ワラシベシティなんて皮肉めいた名前がついているが、それもそのはず、最初は小さな町でしかなかったここが、ちょっとした事で千葉で最も大きく成長したのだからそう呼ばれるのも仕方がない。
しかし、大きくなったワラシベシティでは放浪者達が問題となっている。
遺跡を漁って、過去の物品を持ち込んでくれる彼らは、言うならば住所不定無職なのだ。しかも個人で高い戦闘能力を持った者も多く、様々な事件を引き起こす。
今では、遺跡を漁る放浪者はその姿形と、習性から鴉なんて呼ばれている。そして街に新たな鴉が舞い降りるのであった。
「サイハテ! 遊園地よ! ゆーえんちー!」
装甲車の天窓から顔を出したヨーコは非常に興奮した様子で、これから向かう先のワラシベシティを指差して、叫んでいる。
「ハハッ」
サイハテは甲高い声で返事をし、ナースが持ち込んだラジオの修理に戻った。
「直りそう?」
「ええ、十分直せるよ。奈央さん」
包帯頭のナース、飯塚奈央はそうとだけ言って微笑ん……だのかどうなのかはよく分からないけど、多分微笑んだ。奈央さんはカジュアルな私服に着替えていたが、顔だけは包帯だらけであった。
理由を尋ねると、
「粗野な男が勝手に梅毒持ちと勘違いしてくれるのよ」
と言っていた。
この世界で女性が身を守る為の知恵であるらしい。
「サイハテ様ーーー! あの遊園地って全裸になってもいいんですよね!?」
「ダメに決まってるでしょ!!」
運転席から叫んだハルカと、サイハテが答える前に天窓からツッコミを入れたヨーコに対して、サイハテは苦笑する。なんだか最近常識人ポジションについてしまったような気がして、サイハテも焦っているのだが……如何せん、変態っぷりを発揮できる場所がない。
「よし、直った」
「ありがとう、何故ピンクローターが付いているかは、気にしないでおくわ」
ラジオの電源を入れると、ピンクローターも振動する仕組みにしただけである。
(……ラジオ聞くのと同時に性欲も満たせるようにしたのに、なんか不満そうだな。なぜだ?)

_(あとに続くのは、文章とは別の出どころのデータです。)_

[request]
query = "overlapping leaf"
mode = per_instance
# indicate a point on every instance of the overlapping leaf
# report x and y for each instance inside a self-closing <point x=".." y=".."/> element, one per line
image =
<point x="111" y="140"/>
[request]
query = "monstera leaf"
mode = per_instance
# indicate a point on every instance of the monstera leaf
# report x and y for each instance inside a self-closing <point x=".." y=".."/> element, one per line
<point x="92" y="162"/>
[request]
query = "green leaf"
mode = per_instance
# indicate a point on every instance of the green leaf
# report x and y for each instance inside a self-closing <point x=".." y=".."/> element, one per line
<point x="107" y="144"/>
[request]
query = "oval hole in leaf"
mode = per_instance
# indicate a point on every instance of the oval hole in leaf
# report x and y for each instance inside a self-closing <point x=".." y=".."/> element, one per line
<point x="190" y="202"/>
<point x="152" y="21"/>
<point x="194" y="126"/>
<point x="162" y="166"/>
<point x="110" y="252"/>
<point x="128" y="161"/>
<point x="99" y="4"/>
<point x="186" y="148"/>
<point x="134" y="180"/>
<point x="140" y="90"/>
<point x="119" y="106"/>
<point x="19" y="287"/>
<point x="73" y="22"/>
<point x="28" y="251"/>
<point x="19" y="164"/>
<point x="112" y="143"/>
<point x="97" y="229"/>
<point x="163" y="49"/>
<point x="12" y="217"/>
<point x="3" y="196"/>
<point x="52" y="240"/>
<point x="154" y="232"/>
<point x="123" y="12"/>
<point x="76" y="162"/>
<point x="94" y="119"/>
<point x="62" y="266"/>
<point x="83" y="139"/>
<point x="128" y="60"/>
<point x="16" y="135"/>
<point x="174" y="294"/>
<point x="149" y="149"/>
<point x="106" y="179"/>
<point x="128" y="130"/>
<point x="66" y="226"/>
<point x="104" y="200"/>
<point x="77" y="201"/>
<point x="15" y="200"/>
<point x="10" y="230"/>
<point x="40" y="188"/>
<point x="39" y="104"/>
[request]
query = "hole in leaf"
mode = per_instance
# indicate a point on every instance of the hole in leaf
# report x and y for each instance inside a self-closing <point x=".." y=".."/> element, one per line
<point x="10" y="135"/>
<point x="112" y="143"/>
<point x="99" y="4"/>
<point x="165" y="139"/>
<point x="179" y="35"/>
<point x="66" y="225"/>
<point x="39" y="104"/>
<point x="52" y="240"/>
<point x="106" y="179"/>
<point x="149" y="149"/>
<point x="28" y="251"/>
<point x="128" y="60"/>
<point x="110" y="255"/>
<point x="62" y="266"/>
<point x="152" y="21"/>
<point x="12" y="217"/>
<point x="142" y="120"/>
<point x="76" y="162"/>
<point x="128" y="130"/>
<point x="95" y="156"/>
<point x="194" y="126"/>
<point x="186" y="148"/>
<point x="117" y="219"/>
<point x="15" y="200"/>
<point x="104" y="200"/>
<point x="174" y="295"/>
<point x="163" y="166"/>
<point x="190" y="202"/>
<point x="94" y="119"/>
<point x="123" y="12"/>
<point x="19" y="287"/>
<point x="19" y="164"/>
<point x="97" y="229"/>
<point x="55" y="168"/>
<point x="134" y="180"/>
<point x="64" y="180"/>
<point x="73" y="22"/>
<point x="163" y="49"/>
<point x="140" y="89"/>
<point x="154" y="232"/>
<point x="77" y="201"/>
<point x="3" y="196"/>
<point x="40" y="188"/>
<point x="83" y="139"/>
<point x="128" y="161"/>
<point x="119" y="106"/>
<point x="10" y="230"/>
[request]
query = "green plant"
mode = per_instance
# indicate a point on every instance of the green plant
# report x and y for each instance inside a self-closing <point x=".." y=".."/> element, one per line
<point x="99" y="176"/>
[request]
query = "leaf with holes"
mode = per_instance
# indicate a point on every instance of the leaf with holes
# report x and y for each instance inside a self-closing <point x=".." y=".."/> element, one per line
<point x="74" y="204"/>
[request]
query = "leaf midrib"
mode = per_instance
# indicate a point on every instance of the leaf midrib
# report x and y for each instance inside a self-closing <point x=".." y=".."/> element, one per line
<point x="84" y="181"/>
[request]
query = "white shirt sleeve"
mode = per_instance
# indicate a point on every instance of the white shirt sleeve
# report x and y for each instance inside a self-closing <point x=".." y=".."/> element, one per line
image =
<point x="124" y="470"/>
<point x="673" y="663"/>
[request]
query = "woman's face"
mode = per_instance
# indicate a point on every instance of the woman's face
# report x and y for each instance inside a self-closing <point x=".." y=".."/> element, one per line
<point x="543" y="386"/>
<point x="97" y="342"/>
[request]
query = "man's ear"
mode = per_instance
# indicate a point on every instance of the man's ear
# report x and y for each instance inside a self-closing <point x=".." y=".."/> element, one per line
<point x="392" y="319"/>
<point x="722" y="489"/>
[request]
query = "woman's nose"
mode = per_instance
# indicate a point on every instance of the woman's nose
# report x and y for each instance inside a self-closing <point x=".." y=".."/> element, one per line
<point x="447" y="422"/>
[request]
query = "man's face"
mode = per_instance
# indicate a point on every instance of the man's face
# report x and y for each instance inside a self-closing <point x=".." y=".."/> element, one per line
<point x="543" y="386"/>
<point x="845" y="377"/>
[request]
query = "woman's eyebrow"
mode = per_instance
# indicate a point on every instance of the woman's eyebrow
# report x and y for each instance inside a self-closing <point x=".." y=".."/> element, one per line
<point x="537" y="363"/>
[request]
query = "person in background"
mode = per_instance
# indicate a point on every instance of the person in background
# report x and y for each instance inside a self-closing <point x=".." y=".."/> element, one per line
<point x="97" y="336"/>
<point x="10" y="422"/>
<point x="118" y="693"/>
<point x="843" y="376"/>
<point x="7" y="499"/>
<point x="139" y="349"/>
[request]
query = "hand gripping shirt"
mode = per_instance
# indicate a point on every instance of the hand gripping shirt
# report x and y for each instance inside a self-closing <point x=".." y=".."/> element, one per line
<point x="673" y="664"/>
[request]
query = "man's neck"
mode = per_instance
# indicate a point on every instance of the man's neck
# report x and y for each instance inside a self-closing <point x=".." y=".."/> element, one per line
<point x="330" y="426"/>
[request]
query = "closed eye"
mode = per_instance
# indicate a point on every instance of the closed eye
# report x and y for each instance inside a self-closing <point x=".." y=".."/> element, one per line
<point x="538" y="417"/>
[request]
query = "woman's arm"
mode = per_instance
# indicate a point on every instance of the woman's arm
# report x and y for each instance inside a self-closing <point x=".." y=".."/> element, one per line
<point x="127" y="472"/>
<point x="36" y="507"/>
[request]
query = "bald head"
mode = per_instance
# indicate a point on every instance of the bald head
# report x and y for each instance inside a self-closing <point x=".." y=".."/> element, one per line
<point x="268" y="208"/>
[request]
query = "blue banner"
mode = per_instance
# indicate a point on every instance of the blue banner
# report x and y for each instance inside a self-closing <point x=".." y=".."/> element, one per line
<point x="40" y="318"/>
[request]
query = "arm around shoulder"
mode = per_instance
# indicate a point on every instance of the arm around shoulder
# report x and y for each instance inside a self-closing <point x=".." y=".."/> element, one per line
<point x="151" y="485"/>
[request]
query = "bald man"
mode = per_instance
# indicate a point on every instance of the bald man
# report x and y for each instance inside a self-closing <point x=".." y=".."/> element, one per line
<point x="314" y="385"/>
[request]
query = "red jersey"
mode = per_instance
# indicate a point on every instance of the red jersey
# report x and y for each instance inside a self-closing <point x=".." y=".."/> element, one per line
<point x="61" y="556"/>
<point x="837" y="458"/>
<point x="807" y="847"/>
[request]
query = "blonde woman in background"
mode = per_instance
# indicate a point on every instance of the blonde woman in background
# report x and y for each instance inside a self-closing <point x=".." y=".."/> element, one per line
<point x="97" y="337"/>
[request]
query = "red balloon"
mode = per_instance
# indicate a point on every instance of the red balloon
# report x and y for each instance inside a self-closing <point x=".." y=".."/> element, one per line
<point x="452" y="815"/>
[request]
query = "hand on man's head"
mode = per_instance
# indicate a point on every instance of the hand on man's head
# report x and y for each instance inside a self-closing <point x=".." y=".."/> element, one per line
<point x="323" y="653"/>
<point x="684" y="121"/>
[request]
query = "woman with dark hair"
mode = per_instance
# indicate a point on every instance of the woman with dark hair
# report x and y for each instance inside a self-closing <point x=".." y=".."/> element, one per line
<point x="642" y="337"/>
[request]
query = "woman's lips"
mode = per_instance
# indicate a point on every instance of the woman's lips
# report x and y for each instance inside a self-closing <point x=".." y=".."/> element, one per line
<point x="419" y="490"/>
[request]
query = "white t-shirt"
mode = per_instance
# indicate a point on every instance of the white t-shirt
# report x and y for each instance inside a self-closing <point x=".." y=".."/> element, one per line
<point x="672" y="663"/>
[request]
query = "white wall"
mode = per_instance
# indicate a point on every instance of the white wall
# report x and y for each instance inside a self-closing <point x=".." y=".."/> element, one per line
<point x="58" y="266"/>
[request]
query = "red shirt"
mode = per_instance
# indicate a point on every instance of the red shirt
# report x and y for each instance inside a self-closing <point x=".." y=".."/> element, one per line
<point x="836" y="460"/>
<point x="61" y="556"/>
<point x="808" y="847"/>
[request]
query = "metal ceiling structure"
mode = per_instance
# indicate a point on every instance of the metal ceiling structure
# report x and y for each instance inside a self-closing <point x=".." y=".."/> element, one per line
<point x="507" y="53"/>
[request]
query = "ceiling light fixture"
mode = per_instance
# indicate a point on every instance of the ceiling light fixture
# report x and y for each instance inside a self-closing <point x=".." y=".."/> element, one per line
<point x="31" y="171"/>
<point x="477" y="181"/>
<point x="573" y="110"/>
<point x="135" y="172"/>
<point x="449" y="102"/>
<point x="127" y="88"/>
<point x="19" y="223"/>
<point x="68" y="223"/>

不満そうな声を出した奈央に対して、サイハテは首を傾げて見せる。
困ったように、装甲車の上で見張りをしているヨーコに視線を向ける奈央だったが、諦めろとでも言うように首を左右に振るヨーコに、奈央はがっくりと肩を落とした。
「サイハテ、検問よ」
「どこにでもあるな。検問は」
そんなやり取りをして、検問前に装甲車を止めると、サイハテは装甲車の中から出て行く。
「やぁどうも、おつかれさん」
検問前で立っている仏頂面の兵士に、サイハテは片手を上げて挨拶をする。
「……放浪者か、どうせ貴様もろくでなしなんだろう? ハン!」
いきなりの侮蔑である、サイハテも固まってしまっている。
「ろくでなしかどうか、俺の全裸を見てから決めやがれ!」
流石のサイハテも怒ったのだろう、自分の衣服に手をかけるとそのまま脱ごうとするが……ヨーコが飛び降りてきて、サイハテの奇行を止めた。
「ちょっと、やめなさいって!」
「やっぱりロクデナシじゃないか!」
事実だけに、ヨーコも否定出来ない。
「……まぁいい、せいぜいこの街に富を齎してくれよ。薄汚い鴉が」
なぜかは分からないが、通行許可は出たようだ。
「くろう? サイハテ、苦労するの?」
「……多分、カラスって意味だろうな。なるほどな」
その一言で、サイハテは理解したらしい、ヨーコの肩を抱くと装甲車の中に入っていく、こうするとヨーコが大人しくなるのでやっているだけだ。他意はない。
「どう? 西条くんはこの街は好きになれそう?」
「ええ、中々どうして、愉快な街じゃないですか」
車内に戻ると、にやりと笑って……いるかはさっぱりわからないけど、笑っていそうな声色の奈央が声をかけてくる。
彼女からこの街が発展した理由を聞いていたサイハテは皮肉げな返答をしてみせて、これから生活の基盤となる街を見て、同じく口角を吊り上げるのだ。
新章始まりました。
そして話のストックが切れました。
しばらくは遺跡荒らしが主題になると思います。